L’Europa ritrovi i suoi valori costitutivi

Piergiorgio Gilli da 50 impegnato nella cooperazione internazionale: chi fugge dall’Africa non lo fa solo per fame. Si fugge anche dalla mancanza di democrazia, dalle ingiustizie sociali, dall’assenza di prospettive. L’Europa ha tagliato del 70% negli ultimi vent’anni i fondi per la cooperazione allo sviluppo e i soldi dati a Stati dove impera la cleptocrazia (il potere dei ladri) alimentano la corruzione.
“È famoso il caso di un signore camerunense che, diventato ricco in Francia, va in vacanza nel suo Paese di origine dove un infarto costringe i suoi familiari a portarlo di corsa in ospedale. Qui ai suoi accompagnatori vengono richieste, in anticipo e in contanti, varie somme: per aver accesso al medico, per la visita, per il ricovero, per il letto e le coperte, per i medicinali… i familiari esibiscono all’ospedale varie carte di credito dell’infartato… niente: ci vogliono i contanti. La caccia a questi ultimi diventa frenetica ma inutile: il poveretto nel frattempo muore”.
Piergiorgio Gilli, presidente della ONG Sviluppo e Pace, che proprio quest’anno (2018 ndr) compie 50 anni, ha ormai una lunga esperienza di quello che il giornalista francese Alfred Savsy battezzò, nel 1957, Terzo Mondo.
Una lunga e generosa militanza in una delle ONG torinesi più stimate in Italia per l’impegno, il disinteresse, l’efficacia di tanti micro e medi progetti realizzati. È lui che ci racconta il tragico aneddoto.

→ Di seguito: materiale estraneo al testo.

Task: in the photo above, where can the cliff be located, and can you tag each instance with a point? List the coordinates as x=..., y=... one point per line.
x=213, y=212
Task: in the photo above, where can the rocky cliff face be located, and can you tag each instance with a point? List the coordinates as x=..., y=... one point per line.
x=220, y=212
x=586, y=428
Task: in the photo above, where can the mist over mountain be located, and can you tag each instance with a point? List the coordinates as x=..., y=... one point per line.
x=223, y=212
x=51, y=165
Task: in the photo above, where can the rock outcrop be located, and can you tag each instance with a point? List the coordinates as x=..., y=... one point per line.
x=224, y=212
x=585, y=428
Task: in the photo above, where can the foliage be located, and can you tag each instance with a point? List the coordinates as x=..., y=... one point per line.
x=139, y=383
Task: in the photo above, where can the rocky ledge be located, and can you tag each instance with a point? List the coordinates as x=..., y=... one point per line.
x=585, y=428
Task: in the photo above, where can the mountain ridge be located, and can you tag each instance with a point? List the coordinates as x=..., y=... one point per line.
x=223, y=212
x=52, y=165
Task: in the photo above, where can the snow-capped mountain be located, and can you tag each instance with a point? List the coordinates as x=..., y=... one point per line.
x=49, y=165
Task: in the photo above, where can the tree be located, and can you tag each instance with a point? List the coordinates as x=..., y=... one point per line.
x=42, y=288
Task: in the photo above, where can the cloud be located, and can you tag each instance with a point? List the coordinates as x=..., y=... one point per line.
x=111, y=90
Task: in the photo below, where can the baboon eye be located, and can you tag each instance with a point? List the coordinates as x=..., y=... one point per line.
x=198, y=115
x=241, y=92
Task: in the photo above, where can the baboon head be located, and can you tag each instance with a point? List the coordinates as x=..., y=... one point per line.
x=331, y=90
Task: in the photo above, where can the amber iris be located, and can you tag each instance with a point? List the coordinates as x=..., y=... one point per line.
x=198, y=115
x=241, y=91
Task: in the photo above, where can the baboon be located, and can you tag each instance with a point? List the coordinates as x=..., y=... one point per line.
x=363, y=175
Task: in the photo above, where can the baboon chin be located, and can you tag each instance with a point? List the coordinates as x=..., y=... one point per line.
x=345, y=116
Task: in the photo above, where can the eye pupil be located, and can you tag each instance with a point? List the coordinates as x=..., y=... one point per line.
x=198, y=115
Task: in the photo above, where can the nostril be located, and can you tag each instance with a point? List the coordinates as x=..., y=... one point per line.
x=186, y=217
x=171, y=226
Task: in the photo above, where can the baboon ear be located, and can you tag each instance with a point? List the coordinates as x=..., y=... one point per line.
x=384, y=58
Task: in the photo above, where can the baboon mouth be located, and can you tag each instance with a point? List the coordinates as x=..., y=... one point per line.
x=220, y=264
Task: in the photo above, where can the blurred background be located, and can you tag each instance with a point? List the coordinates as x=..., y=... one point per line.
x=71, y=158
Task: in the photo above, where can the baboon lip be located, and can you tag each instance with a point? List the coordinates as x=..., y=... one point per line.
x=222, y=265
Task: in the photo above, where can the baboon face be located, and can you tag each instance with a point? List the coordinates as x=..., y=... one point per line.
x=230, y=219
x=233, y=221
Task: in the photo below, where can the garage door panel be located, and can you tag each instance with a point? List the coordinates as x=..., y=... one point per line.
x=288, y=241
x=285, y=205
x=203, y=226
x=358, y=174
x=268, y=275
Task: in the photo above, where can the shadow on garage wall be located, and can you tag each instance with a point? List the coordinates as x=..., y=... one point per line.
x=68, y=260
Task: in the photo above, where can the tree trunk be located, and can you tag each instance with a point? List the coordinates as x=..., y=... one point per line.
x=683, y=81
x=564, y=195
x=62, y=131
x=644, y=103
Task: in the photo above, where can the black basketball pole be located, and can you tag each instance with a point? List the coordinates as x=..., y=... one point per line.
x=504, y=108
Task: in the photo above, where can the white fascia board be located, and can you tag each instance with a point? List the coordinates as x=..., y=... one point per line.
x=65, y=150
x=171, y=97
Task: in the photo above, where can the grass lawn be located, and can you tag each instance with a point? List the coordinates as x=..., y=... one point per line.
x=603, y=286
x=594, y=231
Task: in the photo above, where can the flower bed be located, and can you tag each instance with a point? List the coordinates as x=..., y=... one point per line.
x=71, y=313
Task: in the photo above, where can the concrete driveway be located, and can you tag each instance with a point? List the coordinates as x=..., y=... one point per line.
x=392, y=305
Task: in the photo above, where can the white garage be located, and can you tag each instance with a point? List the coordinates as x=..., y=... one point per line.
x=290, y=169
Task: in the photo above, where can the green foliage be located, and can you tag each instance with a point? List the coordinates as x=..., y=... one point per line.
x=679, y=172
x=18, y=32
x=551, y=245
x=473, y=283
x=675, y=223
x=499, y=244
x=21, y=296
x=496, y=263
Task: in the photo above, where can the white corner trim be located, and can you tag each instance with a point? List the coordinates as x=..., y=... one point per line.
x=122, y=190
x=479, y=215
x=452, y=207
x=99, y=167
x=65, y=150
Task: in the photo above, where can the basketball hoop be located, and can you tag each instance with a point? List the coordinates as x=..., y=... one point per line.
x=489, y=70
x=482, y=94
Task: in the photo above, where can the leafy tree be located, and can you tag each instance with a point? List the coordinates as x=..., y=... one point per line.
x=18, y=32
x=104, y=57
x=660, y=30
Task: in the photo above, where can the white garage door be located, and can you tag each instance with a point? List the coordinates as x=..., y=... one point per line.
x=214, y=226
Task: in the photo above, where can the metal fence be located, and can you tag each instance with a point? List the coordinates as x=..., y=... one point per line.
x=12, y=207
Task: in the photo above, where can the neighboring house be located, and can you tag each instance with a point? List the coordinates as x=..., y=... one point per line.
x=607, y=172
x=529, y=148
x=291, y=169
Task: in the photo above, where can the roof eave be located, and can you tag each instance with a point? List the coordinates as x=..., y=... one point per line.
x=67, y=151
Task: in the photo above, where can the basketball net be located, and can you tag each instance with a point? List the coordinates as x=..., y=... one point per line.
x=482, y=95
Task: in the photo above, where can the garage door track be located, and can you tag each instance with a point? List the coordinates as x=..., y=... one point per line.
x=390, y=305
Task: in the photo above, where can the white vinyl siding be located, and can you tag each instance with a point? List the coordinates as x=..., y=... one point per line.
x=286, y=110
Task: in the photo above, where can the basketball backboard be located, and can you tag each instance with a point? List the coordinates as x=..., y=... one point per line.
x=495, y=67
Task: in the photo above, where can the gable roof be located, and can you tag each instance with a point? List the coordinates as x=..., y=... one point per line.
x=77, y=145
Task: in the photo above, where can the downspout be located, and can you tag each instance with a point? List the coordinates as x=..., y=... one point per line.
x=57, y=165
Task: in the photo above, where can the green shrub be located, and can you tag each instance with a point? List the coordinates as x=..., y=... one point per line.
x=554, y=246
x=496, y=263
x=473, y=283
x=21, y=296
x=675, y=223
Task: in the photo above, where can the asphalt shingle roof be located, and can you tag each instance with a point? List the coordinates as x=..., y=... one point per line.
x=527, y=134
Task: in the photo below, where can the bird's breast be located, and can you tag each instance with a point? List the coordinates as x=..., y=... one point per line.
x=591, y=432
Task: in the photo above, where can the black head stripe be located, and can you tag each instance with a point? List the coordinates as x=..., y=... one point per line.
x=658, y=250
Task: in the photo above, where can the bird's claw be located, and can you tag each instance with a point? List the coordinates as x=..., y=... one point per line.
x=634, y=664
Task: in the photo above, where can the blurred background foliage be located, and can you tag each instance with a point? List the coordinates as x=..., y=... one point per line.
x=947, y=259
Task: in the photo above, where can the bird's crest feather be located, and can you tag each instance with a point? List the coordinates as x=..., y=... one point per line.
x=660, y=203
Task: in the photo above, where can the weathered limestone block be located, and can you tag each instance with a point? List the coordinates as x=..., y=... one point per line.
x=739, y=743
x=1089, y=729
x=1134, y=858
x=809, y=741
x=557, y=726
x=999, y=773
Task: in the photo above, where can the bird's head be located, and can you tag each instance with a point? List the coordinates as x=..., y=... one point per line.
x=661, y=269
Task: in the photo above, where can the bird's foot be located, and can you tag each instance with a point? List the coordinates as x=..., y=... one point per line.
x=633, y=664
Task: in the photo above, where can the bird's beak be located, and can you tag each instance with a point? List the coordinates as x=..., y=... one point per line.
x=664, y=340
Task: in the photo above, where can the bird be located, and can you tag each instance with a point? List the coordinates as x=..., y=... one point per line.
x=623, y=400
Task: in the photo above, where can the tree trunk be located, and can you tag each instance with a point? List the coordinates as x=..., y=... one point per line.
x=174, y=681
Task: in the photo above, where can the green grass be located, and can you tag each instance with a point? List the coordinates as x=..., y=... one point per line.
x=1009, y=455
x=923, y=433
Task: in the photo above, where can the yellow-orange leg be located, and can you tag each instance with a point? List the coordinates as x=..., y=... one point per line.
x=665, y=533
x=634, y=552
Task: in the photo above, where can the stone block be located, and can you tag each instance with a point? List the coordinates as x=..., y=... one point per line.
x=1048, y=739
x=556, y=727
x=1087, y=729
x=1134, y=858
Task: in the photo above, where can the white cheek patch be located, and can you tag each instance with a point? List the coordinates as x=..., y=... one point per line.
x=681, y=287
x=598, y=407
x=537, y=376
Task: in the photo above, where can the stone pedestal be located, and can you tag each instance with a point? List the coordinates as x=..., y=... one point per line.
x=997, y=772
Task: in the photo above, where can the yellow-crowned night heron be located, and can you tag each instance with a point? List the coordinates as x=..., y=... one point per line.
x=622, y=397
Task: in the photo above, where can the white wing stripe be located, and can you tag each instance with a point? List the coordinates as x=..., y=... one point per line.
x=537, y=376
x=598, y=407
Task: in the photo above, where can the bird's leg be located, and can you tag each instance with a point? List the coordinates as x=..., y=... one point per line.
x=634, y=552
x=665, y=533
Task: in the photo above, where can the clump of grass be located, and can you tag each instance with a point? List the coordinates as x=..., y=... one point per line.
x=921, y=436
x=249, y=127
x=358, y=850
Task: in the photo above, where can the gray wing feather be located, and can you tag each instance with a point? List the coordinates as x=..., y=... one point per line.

Migranti, o fuggiaschi, sarebbe meglio dire, perché alla base delle migrazioni ci sono guerre, spesso civili, carestie, con corollario di miseria e fame. «Ma si fugge anche da pulizie etniche e persecuzioni, dalla mancanza di libertà e democrazia, dalle palesi ingiustizie sociali, dall’assenza di prospettive. Si fugge per il desiderio di migliorare la propria esistenza, impossibile da soddisfare in Paesi corrotti e affamati», dice.
«Un altro motivo per cui i giovani fuggono soprattutto dall’Africa sub sahariana sta nella frase che ho sentito ripetere più e più volte: ici l’état se degage de plus en plus (qui lo Stato si disimpegna sempre di più). Uno Stato cioè che non investe nei settori vitali per il popolo: sanità, scuola, lavori pubblici, agricoltura, spesso abbandonati a un privato di speculatori che serve le élite».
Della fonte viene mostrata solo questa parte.